I never suspected that such a database existed, so accessible and easily searchable. Looking for a kabuki play? a samurai clan’s records? records of the trade at Nagasaki? an Edo period novel? You can search for it here, and find out which libraries have handwritten manuscript copies (写本), and which compilations or anthologies contain a modern typed up (活字) copy.

It’s pretty incredible. All these things which I never thought I’d ever be able to find, suddenly available (almost, not quite) at my fingertips.

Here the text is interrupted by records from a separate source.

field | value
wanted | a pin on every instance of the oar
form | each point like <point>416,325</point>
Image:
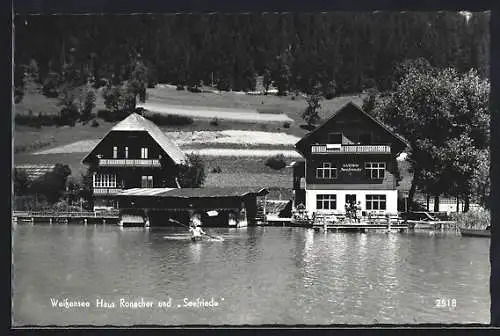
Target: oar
<point>213,237</point>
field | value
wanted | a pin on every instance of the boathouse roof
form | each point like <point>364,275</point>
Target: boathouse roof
<point>136,122</point>
<point>205,192</point>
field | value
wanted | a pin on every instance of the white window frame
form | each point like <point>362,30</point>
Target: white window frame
<point>104,181</point>
<point>144,152</point>
<point>326,172</point>
<point>147,181</point>
<point>376,202</point>
<point>376,170</point>
<point>326,202</point>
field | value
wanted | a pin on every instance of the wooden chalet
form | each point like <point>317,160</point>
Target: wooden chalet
<point>134,170</point>
<point>135,153</point>
<point>351,157</point>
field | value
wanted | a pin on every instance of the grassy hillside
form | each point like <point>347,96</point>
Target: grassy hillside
<point>236,171</point>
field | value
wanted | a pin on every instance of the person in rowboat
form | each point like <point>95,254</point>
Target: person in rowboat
<point>196,232</point>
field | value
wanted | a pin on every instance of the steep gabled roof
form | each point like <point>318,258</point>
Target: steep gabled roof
<point>400,139</point>
<point>136,122</point>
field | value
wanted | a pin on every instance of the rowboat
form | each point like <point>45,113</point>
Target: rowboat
<point>475,233</point>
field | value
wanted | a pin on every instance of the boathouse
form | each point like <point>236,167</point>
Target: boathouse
<point>351,157</point>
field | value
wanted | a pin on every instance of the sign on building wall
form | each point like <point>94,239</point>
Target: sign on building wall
<point>350,167</point>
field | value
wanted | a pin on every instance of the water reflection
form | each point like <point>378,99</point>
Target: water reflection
<point>264,275</point>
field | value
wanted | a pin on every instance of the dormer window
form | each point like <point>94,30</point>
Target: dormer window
<point>335,138</point>
<point>144,153</point>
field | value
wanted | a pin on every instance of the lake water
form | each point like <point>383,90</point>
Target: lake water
<point>257,275</point>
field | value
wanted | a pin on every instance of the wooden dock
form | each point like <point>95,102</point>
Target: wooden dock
<point>65,217</point>
<point>432,225</point>
<point>344,224</point>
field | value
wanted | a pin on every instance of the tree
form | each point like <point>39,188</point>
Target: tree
<point>138,82</point>
<point>21,182</point>
<point>310,114</point>
<point>52,185</point>
<point>267,80</point>
<point>329,89</point>
<point>480,183</point>
<point>370,101</point>
<point>70,112</point>
<point>443,115</point>
<point>88,105</point>
<point>192,173</point>
<point>72,190</point>
<point>119,98</point>
<point>283,73</point>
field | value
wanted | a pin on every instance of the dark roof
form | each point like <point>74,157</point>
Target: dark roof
<point>351,104</point>
<point>136,122</point>
<point>34,171</point>
<point>204,192</point>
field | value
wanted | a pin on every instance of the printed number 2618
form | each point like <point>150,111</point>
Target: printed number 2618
<point>446,303</point>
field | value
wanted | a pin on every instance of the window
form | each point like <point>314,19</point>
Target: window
<point>144,153</point>
<point>147,182</point>
<point>326,202</point>
<point>326,171</point>
<point>375,170</point>
<point>335,138</point>
<point>375,202</point>
<point>104,181</point>
<point>365,138</point>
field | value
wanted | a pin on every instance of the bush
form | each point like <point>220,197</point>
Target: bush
<point>276,162</point>
<point>214,122</point>
<point>168,120</point>
<point>477,218</point>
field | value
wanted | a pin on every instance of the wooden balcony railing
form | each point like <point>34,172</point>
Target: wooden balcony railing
<point>106,191</point>
<point>355,149</point>
<point>129,162</point>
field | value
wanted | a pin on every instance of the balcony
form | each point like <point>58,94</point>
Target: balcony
<point>350,149</point>
<point>107,191</point>
<point>129,163</point>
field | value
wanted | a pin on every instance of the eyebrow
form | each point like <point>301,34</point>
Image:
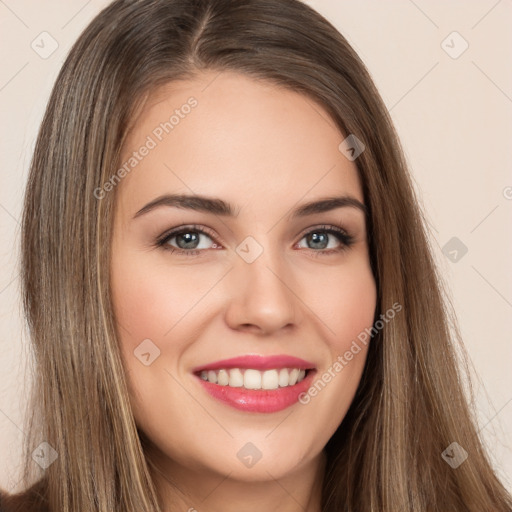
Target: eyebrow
<point>219,207</point>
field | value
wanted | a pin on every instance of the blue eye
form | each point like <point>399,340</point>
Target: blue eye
<point>192,240</point>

I searched for Gosannen Ôshû Gunki, a kabuki play composed in 1879 for the special occasion of a visit by former US president Ulysses S Grant to Japan. Performed only once, so far as I knew, I assumed that there was no written record of the script – kabuki, so far as I was told, never tended to keep scripts, the plays being pretty fluid, changing a bit every time they are performed. But, search for it I did, and there it was: original (woodblock?) printed copies in numerous libraries, including Tokyo University, Kyoto University, Waseda University, Geidai (aka Tokyo Univ of the Arts), the National Diet Library, and the collection of Shôchiku (the kabuki production company). And! a typed version of the document available in an anthology called 続帝国文庫並木宗輔浄瑠璃集 (zoku teikoku bunko Namiki Sôsuke jôruri-shû; Collection of Jôruri plays by Namiki Sôsuke, Imperial Archives, continued). Finding that anthology might not be the easiest thing to do, but, for a document I suspected never even existed to begin with, that’s really something.

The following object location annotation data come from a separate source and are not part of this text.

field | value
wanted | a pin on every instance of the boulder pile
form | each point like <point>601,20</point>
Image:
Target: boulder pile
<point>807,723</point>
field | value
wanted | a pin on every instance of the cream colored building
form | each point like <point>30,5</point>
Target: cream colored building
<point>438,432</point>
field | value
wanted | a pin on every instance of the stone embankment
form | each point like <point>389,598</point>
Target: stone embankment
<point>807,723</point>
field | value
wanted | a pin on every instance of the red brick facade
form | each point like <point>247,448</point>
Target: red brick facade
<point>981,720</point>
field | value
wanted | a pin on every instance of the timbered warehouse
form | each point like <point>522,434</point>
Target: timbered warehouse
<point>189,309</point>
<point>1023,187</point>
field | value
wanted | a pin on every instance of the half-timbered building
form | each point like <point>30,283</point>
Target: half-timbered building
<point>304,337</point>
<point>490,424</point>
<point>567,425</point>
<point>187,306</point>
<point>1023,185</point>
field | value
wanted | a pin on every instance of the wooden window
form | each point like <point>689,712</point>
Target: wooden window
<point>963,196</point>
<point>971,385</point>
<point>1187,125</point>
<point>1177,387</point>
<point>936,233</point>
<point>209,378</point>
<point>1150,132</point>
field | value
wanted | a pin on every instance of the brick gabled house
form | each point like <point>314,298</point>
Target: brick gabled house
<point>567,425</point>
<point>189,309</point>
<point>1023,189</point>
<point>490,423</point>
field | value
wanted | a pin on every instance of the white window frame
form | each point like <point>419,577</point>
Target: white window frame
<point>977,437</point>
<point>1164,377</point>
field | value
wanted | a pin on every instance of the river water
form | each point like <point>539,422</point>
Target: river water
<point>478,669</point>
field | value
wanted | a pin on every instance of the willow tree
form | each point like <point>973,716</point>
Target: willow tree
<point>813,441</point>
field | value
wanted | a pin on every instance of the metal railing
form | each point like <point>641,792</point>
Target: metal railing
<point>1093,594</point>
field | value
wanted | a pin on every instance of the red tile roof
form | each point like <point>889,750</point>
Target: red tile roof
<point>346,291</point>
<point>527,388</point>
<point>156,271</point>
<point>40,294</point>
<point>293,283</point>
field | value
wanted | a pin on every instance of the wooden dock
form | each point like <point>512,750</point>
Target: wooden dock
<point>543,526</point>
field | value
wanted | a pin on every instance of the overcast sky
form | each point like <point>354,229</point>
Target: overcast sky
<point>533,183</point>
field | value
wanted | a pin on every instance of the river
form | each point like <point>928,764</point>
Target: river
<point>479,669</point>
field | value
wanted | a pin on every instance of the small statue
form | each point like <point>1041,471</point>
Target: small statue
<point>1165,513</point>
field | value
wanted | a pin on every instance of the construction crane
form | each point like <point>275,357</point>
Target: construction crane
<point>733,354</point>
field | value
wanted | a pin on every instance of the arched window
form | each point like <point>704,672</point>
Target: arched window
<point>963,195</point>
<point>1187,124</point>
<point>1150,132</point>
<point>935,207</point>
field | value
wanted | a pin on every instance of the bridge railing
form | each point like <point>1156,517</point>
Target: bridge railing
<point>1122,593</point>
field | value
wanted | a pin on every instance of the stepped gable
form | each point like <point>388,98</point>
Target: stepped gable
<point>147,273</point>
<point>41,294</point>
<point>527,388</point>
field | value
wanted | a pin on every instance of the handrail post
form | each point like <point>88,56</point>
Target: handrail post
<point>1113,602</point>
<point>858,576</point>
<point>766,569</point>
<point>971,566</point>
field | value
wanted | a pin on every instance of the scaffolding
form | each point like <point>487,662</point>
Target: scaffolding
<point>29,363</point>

(2) Want to read a certain Japanese story or novel, but aren’t sure if an English translation exists, what it’s called, or who it’s translated by? Want to translate and seek to publish a Japanese story or novel, but aren’t sure if someone’s beaten you to it?

日本文学翻訳書誌検索 (Japanese Literature in Translation Search), powered by the Japan Foundation, is another very interesting and useful database.

You can choose from a great many languages, not just English, and search by Japanese author, title, publication year and/or keywords, and find whether the book in question has been published in translation.